Primitive camping is permitted in Bureau of Land Management public lands. There are no services at the Glenwood Open OHV Area. However, OHV enthusiasts can stay at the site overnight if they adhere to BLM regulations which include “Leave No Trace” principles. These include packing out all trash, using previously used sites when possible, observing open fire regulations and restrictions, burying human waste appropriately, and limiting stays to no more than 14 days at any one site.

The area can be pretty noisy during the day with OHV, ATV, and dirt biking activities, but since that is what most visitors are here for, it is not usually an issue. Be prepared for hot summer days and chilly nights in the wilderness terrain. You will need to ensure you have adequate water and supplies to provide for your stay. After a long day of off-road fun, you can enjoy some peaceful stargazing and contemplation in the starkly beautiful Utah wilderness at night while camping in the BLM lands.
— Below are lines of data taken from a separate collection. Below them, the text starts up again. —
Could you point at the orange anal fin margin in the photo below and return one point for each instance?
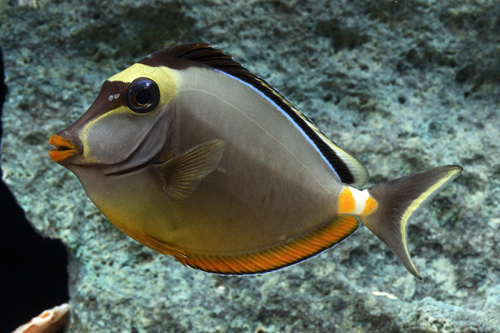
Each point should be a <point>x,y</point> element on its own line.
<point>161,247</point>
<point>278,257</point>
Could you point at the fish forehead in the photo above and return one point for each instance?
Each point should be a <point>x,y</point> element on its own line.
<point>166,78</point>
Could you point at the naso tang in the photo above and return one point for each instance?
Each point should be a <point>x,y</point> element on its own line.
<point>190,154</point>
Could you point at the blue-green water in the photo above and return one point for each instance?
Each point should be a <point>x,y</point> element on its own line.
<point>404,86</point>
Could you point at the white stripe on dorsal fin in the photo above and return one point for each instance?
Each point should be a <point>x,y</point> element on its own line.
<point>348,169</point>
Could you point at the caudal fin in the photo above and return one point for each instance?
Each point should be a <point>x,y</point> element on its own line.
<point>397,200</point>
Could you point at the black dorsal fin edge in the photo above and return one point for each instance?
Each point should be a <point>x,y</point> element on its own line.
<point>347,167</point>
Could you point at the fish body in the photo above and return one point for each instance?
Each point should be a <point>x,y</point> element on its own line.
<point>193,156</point>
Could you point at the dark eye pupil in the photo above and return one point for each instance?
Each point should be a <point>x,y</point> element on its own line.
<point>143,97</point>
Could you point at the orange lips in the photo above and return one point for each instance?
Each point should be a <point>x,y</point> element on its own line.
<point>63,150</point>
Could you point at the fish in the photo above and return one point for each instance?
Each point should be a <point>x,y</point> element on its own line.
<point>192,155</point>
<point>49,321</point>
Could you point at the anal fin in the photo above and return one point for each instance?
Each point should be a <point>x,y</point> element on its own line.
<point>276,257</point>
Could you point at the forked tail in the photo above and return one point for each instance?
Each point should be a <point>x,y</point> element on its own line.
<point>397,200</point>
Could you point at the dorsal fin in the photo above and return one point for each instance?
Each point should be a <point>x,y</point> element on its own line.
<point>346,166</point>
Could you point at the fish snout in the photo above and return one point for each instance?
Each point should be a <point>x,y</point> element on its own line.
<point>64,148</point>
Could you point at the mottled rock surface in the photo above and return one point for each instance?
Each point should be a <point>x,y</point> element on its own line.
<point>404,86</point>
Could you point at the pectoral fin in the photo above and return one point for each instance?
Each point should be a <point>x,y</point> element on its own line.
<point>183,173</point>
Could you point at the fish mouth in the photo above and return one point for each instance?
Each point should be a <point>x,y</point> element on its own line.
<point>63,150</point>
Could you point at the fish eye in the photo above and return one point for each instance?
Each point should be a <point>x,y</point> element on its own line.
<point>143,95</point>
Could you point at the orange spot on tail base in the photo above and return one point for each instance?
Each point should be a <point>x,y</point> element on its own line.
<point>370,206</point>
<point>346,202</point>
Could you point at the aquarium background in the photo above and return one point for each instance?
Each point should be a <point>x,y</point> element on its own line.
<point>403,85</point>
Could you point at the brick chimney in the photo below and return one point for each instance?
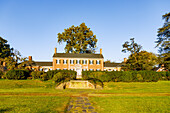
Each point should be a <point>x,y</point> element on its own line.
<point>4,64</point>
<point>100,50</point>
<point>30,58</point>
<point>125,59</point>
<point>55,50</point>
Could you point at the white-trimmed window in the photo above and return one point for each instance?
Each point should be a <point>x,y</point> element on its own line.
<point>84,61</point>
<point>109,69</point>
<point>71,61</point>
<point>97,62</point>
<point>91,69</point>
<point>64,61</point>
<point>58,61</point>
<point>91,61</point>
<point>77,61</point>
<point>84,69</point>
<point>97,69</point>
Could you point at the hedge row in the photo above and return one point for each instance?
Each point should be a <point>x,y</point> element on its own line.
<point>56,75</point>
<point>17,74</point>
<point>127,76</point>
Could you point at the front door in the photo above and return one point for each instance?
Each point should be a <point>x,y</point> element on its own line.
<point>78,70</point>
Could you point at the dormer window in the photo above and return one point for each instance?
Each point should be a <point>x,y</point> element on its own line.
<point>64,61</point>
<point>91,62</point>
<point>97,62</point>
<point>77,61</point>
<point>84,61</point>
<point>71,61</point>
<point>58,61</point>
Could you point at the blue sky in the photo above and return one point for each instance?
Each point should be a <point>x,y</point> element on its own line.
<point>31,26</point>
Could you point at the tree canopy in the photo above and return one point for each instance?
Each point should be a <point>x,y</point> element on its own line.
<point>5,49</point>
<point>163,41</point>
<point>12,58</point>
<point>138,60</point>
<point>141,61</point>
<point>79,39</point>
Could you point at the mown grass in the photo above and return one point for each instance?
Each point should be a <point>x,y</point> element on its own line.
<point>33,104</point>
<point>131,104</point>
<point>37,86</point>
<point>35,96</point>
<point>137,87</point>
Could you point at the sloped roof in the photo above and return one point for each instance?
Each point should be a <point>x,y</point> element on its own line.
<point>74,55</point>
<point>43,63</point>
<point>113,64</point>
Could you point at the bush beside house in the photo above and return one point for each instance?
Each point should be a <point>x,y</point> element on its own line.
<point>17,74</point>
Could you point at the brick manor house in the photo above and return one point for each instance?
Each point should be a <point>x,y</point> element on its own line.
<point>77,62</point>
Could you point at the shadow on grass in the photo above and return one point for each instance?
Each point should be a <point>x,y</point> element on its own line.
<point>3,110</point>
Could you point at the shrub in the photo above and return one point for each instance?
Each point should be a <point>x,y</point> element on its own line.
<point>63,76</point>
<point>17,74</point>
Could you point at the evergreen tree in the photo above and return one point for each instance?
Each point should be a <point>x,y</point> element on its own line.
<point>163,41</point>
<point>138,60</point>
<point>79,39</point>
<point>5,49</point>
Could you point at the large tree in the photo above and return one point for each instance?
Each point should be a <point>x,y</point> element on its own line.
<point>12,58</point>
<point>5,49</point>
<point>79,39</point>
<point>163,41</point>
<point>138,60</point>
<point>145,61</point>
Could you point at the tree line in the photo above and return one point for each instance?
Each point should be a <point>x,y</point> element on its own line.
<point>80,39</point>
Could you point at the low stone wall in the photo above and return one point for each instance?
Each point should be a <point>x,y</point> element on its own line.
<point>76,84</point>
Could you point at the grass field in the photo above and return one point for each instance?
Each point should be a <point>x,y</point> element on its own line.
<point>131,104</point>
<point>33,104</point>
<point>34,96</point>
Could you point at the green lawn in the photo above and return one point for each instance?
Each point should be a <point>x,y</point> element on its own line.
<point>36,86</point>
<point>34,96</point>
<point>33,104</point>
<point>131,104</point>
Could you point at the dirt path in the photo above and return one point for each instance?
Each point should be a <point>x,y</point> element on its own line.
<point>86,94</point>
<point>80,105</point>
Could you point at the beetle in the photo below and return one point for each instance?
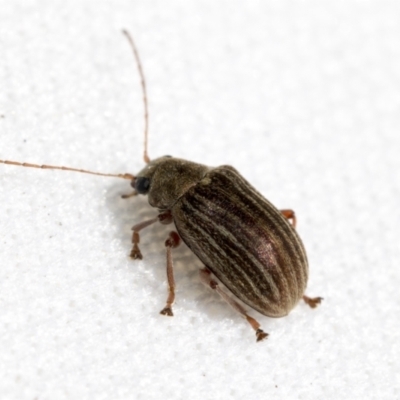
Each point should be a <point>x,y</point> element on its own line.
<point>244,241</point>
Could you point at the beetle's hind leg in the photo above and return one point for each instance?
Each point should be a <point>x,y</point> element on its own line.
<point>171,243</point>
<point>207,279</point>
<point>312,301</point>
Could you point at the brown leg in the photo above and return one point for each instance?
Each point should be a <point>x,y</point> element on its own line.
<point>312,301</point>
<point>164,218</point>
<point>128,195</point>
<point>171,243</point>
<point>291,216</point>
<point>206,278</point>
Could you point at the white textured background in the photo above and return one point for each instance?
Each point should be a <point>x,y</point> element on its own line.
<point>302,97</point>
Seasonal activities in Glenwood Open OHV Area


OHV and ATVing

The OHV activities are the biggest draw to the Glenwood Open OHV Area. The OHV area has open areas, trails, and climbing hills for OHVs and ATVs, and there is a dirt bike track for motocross.
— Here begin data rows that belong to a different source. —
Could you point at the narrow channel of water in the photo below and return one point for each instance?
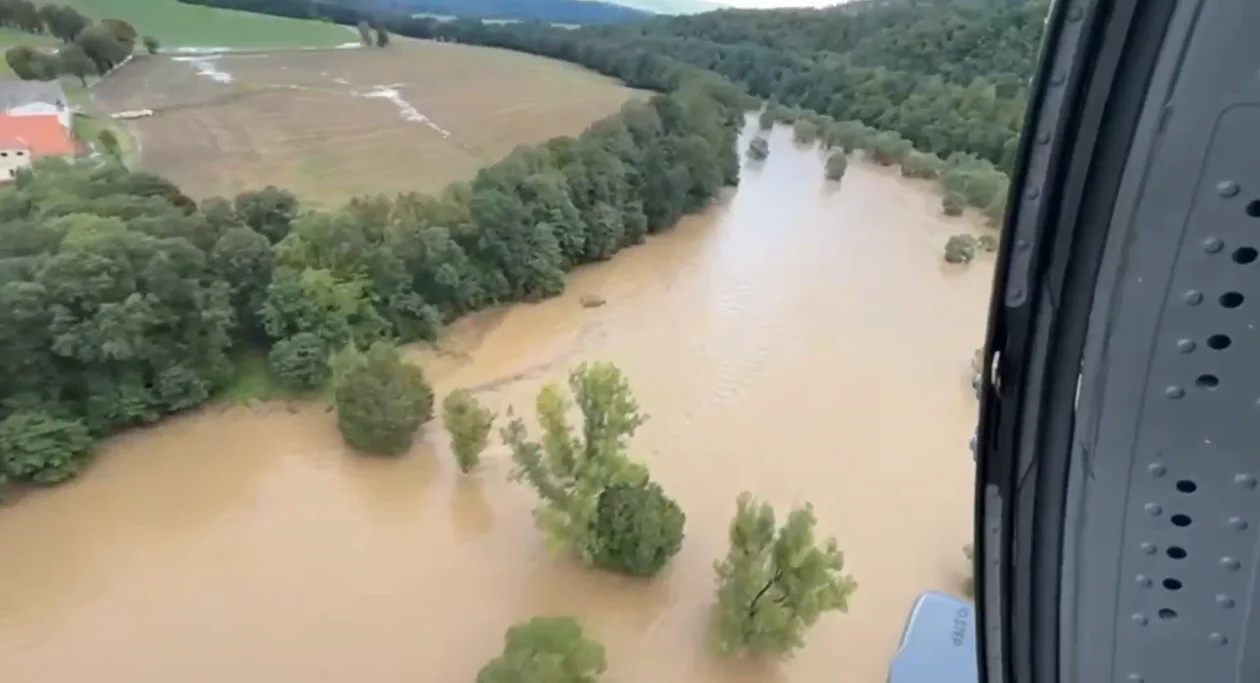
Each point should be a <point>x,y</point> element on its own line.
<point>800,340</point>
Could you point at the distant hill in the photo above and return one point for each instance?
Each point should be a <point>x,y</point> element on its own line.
<point>674,6</point>
<point>555,11</point>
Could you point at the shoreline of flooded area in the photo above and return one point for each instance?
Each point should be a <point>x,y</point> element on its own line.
<point>801,340</point>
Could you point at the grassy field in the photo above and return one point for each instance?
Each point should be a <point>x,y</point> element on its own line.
<point>192,25</point>
<point>335,124</point>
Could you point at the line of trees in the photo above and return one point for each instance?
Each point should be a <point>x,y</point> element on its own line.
<point>935,86</point>
<point>87,48</point>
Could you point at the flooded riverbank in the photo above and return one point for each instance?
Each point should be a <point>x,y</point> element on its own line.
<point>799,340</point>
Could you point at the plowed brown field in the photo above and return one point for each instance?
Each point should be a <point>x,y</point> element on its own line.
<point>334,124</point>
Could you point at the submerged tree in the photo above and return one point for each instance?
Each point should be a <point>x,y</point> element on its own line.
<point>595,500</point>
<point>110,143</point>
<point>381,400</point>
<point>40,449</point>
<point>836,165</point>
<point>546,649</point>
<point>766,119</point>
<point>804,131</point>
<point>759,149</point>
<point>775,581</point>
<point>960,248</point>
<point>469,425</point>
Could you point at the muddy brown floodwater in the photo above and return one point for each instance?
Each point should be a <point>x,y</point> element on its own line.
<point>798,340</point>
The Paiute ATV trail is also located in the region. This is a highly rated, loop trail that is continuous and runs through area towns, Fishlake National Forest, Fremont Indian State Park, and the Tushar Mountains. The trail is 275 miles in total and takes 25 hours of non-stop riding to complete. Most Paiute ATV trail users take a few days to traverse the entire loop by arranging lodging or camping spots along the way.
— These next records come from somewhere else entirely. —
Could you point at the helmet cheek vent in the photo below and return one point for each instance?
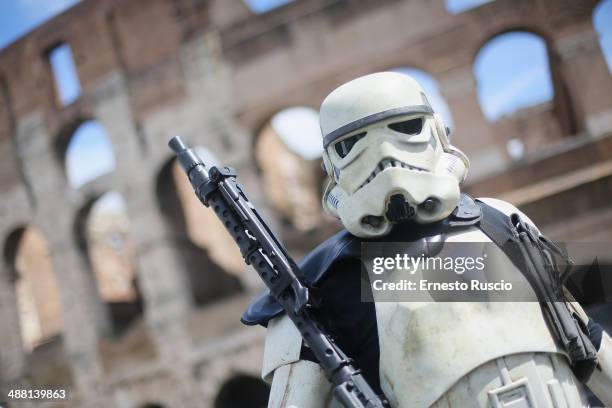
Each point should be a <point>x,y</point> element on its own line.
<point>344,146</point>
<point>372,221</point>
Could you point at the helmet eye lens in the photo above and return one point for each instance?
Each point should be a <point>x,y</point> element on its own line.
<point>408,127</point>
<point>344,146</point>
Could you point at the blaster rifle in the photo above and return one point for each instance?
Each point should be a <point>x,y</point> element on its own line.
<point>219,190</point>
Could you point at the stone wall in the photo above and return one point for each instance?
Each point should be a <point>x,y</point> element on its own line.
<point>215,73</point>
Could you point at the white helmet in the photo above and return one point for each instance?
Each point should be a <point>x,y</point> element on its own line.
<point>387,155</point>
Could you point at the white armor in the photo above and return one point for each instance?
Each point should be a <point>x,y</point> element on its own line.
<point>382,138</point>
<point>445,354</point>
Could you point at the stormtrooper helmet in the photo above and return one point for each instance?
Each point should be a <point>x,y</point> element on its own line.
<point>388,156</point>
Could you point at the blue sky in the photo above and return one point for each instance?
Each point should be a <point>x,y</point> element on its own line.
<point>511,72</point>
<point>18,17</point>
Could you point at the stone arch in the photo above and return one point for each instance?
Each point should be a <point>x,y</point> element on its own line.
<point>101,231</point>
<point>287,149</point>
<point>39,304</point>
<point>243,390</point>
<point>62,67</point>
<point>85,151</point>
<point>536,106</point>
<point>207,279</point>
Think of geocaching as a real-life treasure hunt! Using GPS devices, navigate to a specific set of coordinates to find the hidden “cache” item or items. The BLM Glenwood Open OHV Area has a geocaching site accompanied by a spectacular view of the Utah wilderness area and the OHV activities in the region. Contact the Richfield Field Office for more information, coordinates, tips, and advice on geocaching at the Glenwood Open OHV Area.

Meadow Lava Tubes

Tabernacle Hill, just west of the town of Meadow, and under 70 miles from the Glenwood Open OHV area, is the site of lava tubes that were formed during a volcanic eruption thousands of years ago. These tubes extend for miles underground. Some are inaccessible due to collapse, but others are open for exploration.

Bring a flashlight as the tunnels are dark, and good hiking shoes or boots as the terrain is uneven and can be slippery. Some brave souls even camp overnight in the lava tunnels!


Non-OHV Wilderness Exploration

For those looking to take in the Glenwood Open OHV Area without an OHV, there are opportunities to hike, horseback ride, or mountain bike in the wilderness area.

OHV trails, open areas, and hills in the area can be explored by pedal bike, horseback, and hiking on foot, but be aware that OHVs also use the area and can be traveling at high speeds. Also, dusty conditions and varying terrain can impede sight-lines. Keep an eye and an ear out for OHV and ATV traffic while using the area. Moderate temperatures and accessible terrain for hikers, cyclists, and equestrians are more prevalent in the fall and OHV traffic may be more sparse in the off-season.

Hot Springs

Just 18 miles from the Glenwood Open OHV area, in the town of Monroe, the Mystic Hot Springs, a natural hot spring resort, can be found. The natural springs here produce hot water that flows up from the ground and via a channel into eight antique bathtubs at the resort. Perfect for soaking after a long tiring day of OHV adventures.

There are also two pools, one shallow pool ideal for smaller children, and a deep pool you can really sink into. The hot springs are a great way to warm up on chilly winter days.

The Trembling Giant

Located 33 miles southeast of the Glenwood Open OHV area is the world's largest living organism! The Pando Aspen Forest, or Trembling Giant, is a 47,000-tree quaking aspen grove that is actually one single living organism, with each tree being genetically identical and sharing a single root system.

The trees or “tree” cover 106 acres. Visit in the fall when the leaves of this massive organism change from green to gold for a once in a lifetime experience.